It was Madge who spoke first. “Tell him, Louie.”
“It’s probably nothing.”
Quinn said, “Everything’s something.”
“Tell him, Louie,” Madge said again.
Louie looked pained, but he spoke. “The big noise when the crane fell was when it slammed into the ground. But there was a small noise before that. A smaller explosion up high.”
“You sure? It could have been the crane hitting something on the way down.”
“It came before the crane hit,” Louie said. “Before it fell.” He clamped his lips closed again. Then parted them. “I was in bomb disposal in Afghanistan. I know explosives. I can know some things by the sound of the explosion, the extent and kind of damage that’s done. I’m pretty sure this was a shaped charge.”
“Which is?”
“A bomb—and it can be a small bomb—shaped a certain way so that it directs most of the force of the explosion in one direction. They’re used to take out tanks and other armored vehicles. I think one was used to separate the crane from the Taggart building.”
Quinn and Fedderman looked at each other. They seemed to be thinking the same thoughts.
“Would it take an expert to build and plant such a bomb?”
Louie squeezed his lower lip between thumb and forefinger, then said, “An expert, yes. An artist, no.”
Quinn thought, here was a man who loved his previous occupation perhaps too much. “Could you build one?” he asked, smiling.

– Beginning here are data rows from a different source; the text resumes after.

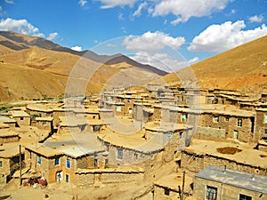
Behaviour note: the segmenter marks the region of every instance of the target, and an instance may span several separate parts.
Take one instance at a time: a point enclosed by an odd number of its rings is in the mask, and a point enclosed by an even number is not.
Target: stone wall
[[[193,172],[199,172],[209,165],[226,166],[226,168],[231,170],[267,176],[267,168],[263,169],[259,166],[248,165],[212,155],[196,155],[185,151],[182,152],[182,168],[188,169]]]
[[[216,129],[198,126],[194,135],[195,139],[223,141],[225,140],[225,129]]]
[[[227,184],[222,184],[216,181],[195,178],[193,196],[197,199],[206,199],[206,186],[211,186],[217,188],[217,200],[236,200],[239,198],[239,194],[252,196],[252,199],[266,199],[267,195],[263,194],[262,197],[260,192],[251,191]]]
[[[132,181],[142,181],[144,172],[141,169],[95,169],[77,170],[76,172],[77,185],[99,185],[112,183],[128,183]]]
[[[180,199],[177,191],[163,188],[158,185],[154,186],[154,198],[153,200],[171,200]]]
[[[9,142],[16,142],[20,140],[19,135],[9,135],[9,136],[1,136],[0,137],[0,144],[9,143]]]

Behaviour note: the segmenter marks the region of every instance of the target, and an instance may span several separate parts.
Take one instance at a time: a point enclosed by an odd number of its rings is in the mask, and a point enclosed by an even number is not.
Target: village
[[[267,199],[265,93],[155,84],[30,101],[1,112],[0,143],[3,189],[149,181],[131,199]]]

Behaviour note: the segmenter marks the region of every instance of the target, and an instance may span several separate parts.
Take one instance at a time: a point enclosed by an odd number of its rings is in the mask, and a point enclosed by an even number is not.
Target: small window
[[[186,122],[187,121],[187,114],[182,114],[182,122]]]
[[[41,163],[42,163],[41,156],[38,156],[37,163],[38,163],[38,164],[41,164]]]
[[[211,186],[206,186],[206,200],[216,200],[217,199],[217,188]]]
[[[172,133],[168,133],[168,135],[167,135],[167,141],[171,140],[172,136],[173,136]]]
[[[242,119],[241,118],[238,119],[238,127],[242,127]]]
[[[54,158],[54,165],[59,165],[60,164],[60,158],[56,157]]]
[[[229,122],[229,116],[225,116],[224,121]]]
[[[123,148],[117,148],[117,158],[122,159],[123,158]]]
[[[69,176],[68,173],[66,173],[66,175],[65,175],[65,180],[66,180],[66,182],[69,181]]]
[[[214,116],[214,122],[218,123],[219,122],[219,116]]]
[[[99,132],[100,131],[100,125],[93,125],[93,132]]]
[[[66,167],[67,167],[68,169],[70,168],[70,160],[69,160],[69,158],[67,158],[67,161],[66,161]]]
[[[251,196],[239,194],[239,200],[251,200]]]
[[[169,195],[170,195],[170,189],[165,188],[165,189],[164,189],[164,195],[169,196]]]
[[[239,131],[234,131],[234,139],[239,139]]]
[[[117,107],[116,107],[116,111],[117,111],[117,112],[120,112],[120,106],[117,106]]]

“Probably, but I might blow myself up. My expertise was in disassembling bombs so they wouldn’t detonate.”
“He might have gotten killed,” Madge said, patting Louie’s arm.
Fedderman said, “My guess is he knew what he was doing, or he wouldn’t be here.”

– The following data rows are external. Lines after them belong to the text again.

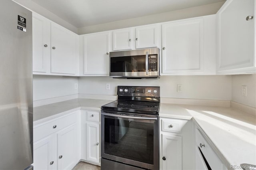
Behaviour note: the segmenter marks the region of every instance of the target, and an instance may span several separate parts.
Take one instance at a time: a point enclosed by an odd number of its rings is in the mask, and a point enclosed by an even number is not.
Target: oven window
[[[145,72],[146,55],[110,57],[110,72]]]
[[[104,153],[154,164],[154,123],[104,120]]]

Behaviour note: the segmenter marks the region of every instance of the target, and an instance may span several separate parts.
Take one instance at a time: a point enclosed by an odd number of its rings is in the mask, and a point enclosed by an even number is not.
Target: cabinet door
[[[33,71],[46,73],[50,55],[50,22],[33,13]]]
[[[84,36],[84,74],[109,74],[109,32]]]
[[[182,137],[163,134],[162,134],[161,137],[162,148],[160,149],[162,150],[162,155],[160,156],[160,169],[181,170]],[[164,157],[165,160],[163,159]]]
[[[163,73],[203,70],[202,18],[162,26]]]
[[[136,48],[156,47],[156,25],[136,28]]]
[[[113,50],[124,50],[132,49],[132,29],[118,30],[113,32]]]
[[[87,160],[100,162],[100,125],[86,125]]]
[[[55,134],[34,143],[33,154],[34,169],[56,169],[57,146]]]
[[[76,36],[66,28],[51,23],[51,73],[75,74]]]
[[[76,125],[66,128],[57,134],[58,169],[71,169],[77,163]]]
[[[254,0],[227,1],[218,12],[219,72],[255,66],[255,3]],[[254,18],[247,21],[249,16]]]

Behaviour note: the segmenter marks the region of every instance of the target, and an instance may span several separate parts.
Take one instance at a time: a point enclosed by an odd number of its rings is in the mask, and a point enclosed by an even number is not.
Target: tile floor
[[[77,164],[72,170],[100,170],[100,166],[81,161]]]

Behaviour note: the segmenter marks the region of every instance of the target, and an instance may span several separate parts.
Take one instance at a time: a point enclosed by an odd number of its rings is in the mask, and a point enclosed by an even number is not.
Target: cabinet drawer
[[[34,141],[46,137],[76,123],[76,114],[72,114],[59,119],[43,123],[34,128]]]
[[[166,132],[181,133],[182,127],[188,121],[175,119],[162,119],[162,130]]]
[[[197,128],[196,129],[196,143],[198,150],[198,148],[200,149],[212,169],[222,169],[221,161]]]
[[[86,112],[86,120],[87,121],[99,122],[100,112],[92,111],[87,111]]]

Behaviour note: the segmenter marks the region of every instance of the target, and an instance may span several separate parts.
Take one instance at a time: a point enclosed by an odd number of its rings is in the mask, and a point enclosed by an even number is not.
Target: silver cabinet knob
[[[247,16],[246,20],[246,21],[249,21],[249,20],[251,20],[252,18],[253,18],[253,16]]]
[[[200,145],[200,147],[201,147],[201,148],[203,146],[205,147],[204,144],[202,144],[202,143],[200,143],[200,144],[199,144],[199,145]]]

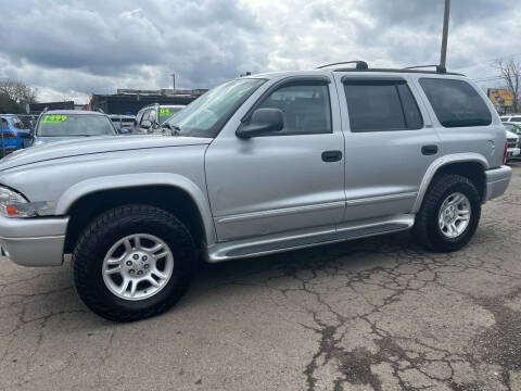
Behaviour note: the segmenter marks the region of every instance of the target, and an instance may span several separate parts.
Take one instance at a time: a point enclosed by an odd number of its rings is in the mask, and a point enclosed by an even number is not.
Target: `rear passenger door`
[[[440,139],[410,79],[338,73],[345,136],[344,222],[412,210]]]

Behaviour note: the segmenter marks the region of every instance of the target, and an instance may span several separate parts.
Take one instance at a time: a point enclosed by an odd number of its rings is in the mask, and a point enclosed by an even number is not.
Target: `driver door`
[[[218,241],[334,229],[345,207],[334,86],[328,77],[282,80],[254,105],[262,108],[282,111],[281,131],[241,139],[226,126],[206,152]]]

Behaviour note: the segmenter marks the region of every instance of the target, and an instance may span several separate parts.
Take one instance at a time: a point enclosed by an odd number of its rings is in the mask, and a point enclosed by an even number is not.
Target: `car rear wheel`
[[[157,315],[187,290],[195,263],[188,229],[149,205],[113,209],[84,230],[74,254],[76,290],[98,315],[132,321]]]
[[[434,179],[425,193],[414,232],[428,250],[456,251],[472,239],[480,216],[481,198],[472,181],[444,174]]]

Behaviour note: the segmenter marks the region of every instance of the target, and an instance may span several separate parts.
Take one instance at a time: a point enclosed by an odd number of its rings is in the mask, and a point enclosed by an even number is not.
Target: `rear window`
[[[420,85],[442,126],[485,126],[492,123],[488,106],[467,81],[421,78]]]
[[[423,119],[405,80],[346,79],[351,131],[420,129]]]

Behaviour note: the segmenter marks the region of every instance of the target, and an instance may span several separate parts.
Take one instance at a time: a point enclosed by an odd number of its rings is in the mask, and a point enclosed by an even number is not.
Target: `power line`
[[[471,64],[466,65],[466,66],[455,67],[454,70],[467,70],[467,68],[472,67],[472,66],[475,66],[475,67],[490,66],[487,64],[492,64],[492,63],[494,63],[498,60],[514,59],[514,58],[520,56],[520,55],[521,55],[521,53],[513,53],[513,54],[498,56],[498,58],[491,59],[491,60],[481,60],[481,61],[476,61],[476,62],[471,63]]]

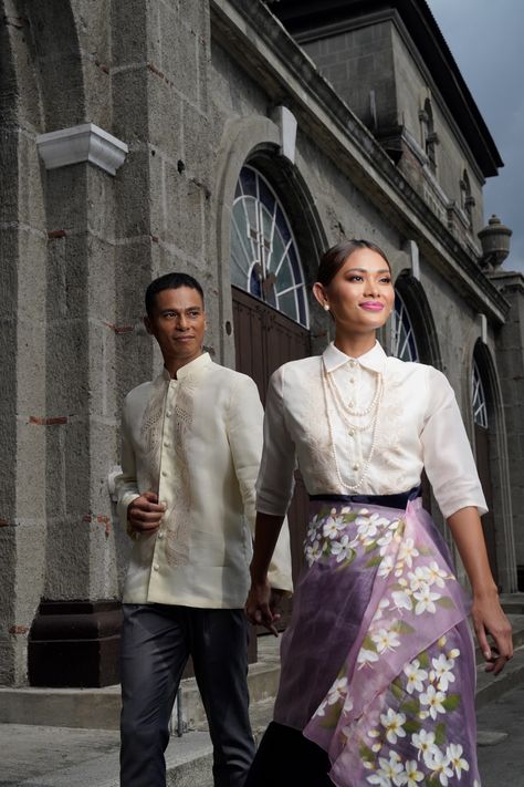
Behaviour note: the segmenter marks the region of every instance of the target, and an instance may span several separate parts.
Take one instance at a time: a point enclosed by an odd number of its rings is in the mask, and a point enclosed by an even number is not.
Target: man
[[[241,787],[254,754],[243,604],[262,405],[250,377],[202,352],[198,281],[156,279],[146,311],[164,370],[127,395],[123,412],[118,515],[135,543],[123,604],[120,785],[165,786],[169,718],[191,655],[214,785]],[[290,590],[285,538],[271,581]]]

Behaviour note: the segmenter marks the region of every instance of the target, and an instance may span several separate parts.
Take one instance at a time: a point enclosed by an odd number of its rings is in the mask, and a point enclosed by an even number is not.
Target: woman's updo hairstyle
[[[352,238],[350,240],[343,240],[332,246],[331,249],[327,249],[321,258],[316,280],[324,287],[327,287],[338,273],[347,258],[357,249],[370,249],[371,251],[376,251],[388,266],[389,272],[391,272],[389,260],[379,246],[373,244],[370,240],[357,240],[356,238]]]

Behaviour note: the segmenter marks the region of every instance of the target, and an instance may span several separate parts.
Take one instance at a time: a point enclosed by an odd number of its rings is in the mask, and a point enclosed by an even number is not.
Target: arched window
[[[231,283],[308,327],[304,273],[290,222],[268,180],[248,165],[233,203]]]
[[[413,325],[398,291],[395,293],[395,310],[391,314],[391,355],[401,361],[420,360]]]
[[[472,406],[473,420],[475,424],[479,424],[479,426],[483,426],[486,429],[489,423],[485,392],[482,384],[481,373],[475,360],[473,360]]]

“Could an amateur have made and set this shaped charge?” Quinn asked.
“A gifted amateur,” Louie said. “Gifted and lucky. Like this Gremlin I keep hearing and reading about.”

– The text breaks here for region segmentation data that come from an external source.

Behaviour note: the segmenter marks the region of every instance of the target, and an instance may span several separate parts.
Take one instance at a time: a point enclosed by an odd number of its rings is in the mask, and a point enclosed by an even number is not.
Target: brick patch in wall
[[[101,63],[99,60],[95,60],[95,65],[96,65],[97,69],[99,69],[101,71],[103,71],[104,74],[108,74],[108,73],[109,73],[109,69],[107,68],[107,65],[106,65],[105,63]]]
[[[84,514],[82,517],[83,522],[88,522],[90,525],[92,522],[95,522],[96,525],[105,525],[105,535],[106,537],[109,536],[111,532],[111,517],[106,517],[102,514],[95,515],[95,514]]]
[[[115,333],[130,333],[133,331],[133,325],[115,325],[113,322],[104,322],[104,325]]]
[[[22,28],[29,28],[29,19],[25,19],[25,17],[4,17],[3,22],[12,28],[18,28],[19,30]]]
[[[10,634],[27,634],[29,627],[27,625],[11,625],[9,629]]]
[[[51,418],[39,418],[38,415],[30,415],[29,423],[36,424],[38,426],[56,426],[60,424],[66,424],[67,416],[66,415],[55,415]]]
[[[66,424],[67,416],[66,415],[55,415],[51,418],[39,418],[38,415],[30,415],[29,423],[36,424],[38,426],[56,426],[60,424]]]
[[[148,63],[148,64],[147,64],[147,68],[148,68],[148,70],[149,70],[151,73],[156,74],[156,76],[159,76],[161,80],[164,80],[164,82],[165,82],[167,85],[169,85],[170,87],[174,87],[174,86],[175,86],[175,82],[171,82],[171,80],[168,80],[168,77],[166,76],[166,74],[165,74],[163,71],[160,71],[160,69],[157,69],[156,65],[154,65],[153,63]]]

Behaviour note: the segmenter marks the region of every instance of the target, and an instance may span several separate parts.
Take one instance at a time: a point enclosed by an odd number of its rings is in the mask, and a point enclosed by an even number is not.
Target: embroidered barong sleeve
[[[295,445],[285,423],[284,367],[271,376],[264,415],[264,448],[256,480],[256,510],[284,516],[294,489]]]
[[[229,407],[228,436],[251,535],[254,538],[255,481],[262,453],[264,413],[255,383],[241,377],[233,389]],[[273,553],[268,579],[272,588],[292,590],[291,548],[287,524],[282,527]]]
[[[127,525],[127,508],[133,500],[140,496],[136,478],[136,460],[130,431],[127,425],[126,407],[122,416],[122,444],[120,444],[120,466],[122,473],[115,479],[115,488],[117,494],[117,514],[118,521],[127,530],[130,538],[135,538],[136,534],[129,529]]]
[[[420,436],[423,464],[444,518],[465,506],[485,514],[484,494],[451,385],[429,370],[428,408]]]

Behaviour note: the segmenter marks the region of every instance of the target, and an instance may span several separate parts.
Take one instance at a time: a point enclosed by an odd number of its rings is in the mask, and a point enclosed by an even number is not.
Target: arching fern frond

“I wouldn’t jump to any conclusions,” Quinn said. Fedderman shot him a glance. But Louie had jumped.
“I wasn’t gonna say anything about it at first,” he said. “It was Madge talked me into it.”
“You’re lucky to have Madge.”
“I am that,” Louie said, and gave Madge a hug.
When they were back out on the sidewalk, Fedderman said, “They’ve got a great marriage.”
Quinn kept quiet. He knew the problems of a cop marriage. He wondered if his and Pearl’s relationship would last, and if it had a better chance because they were both cops.
It took only a phone call for Quinn and Fedderman to ascertain that there hadn’t been any kind of safety inspection on anything owned by SBL Properties the day of the crane collapse. And the company’s hard hats were white and had a corporate logo on them.
“What now?” Fedderman asked, as they walked toward Quinn’s old but pristine Lincoln.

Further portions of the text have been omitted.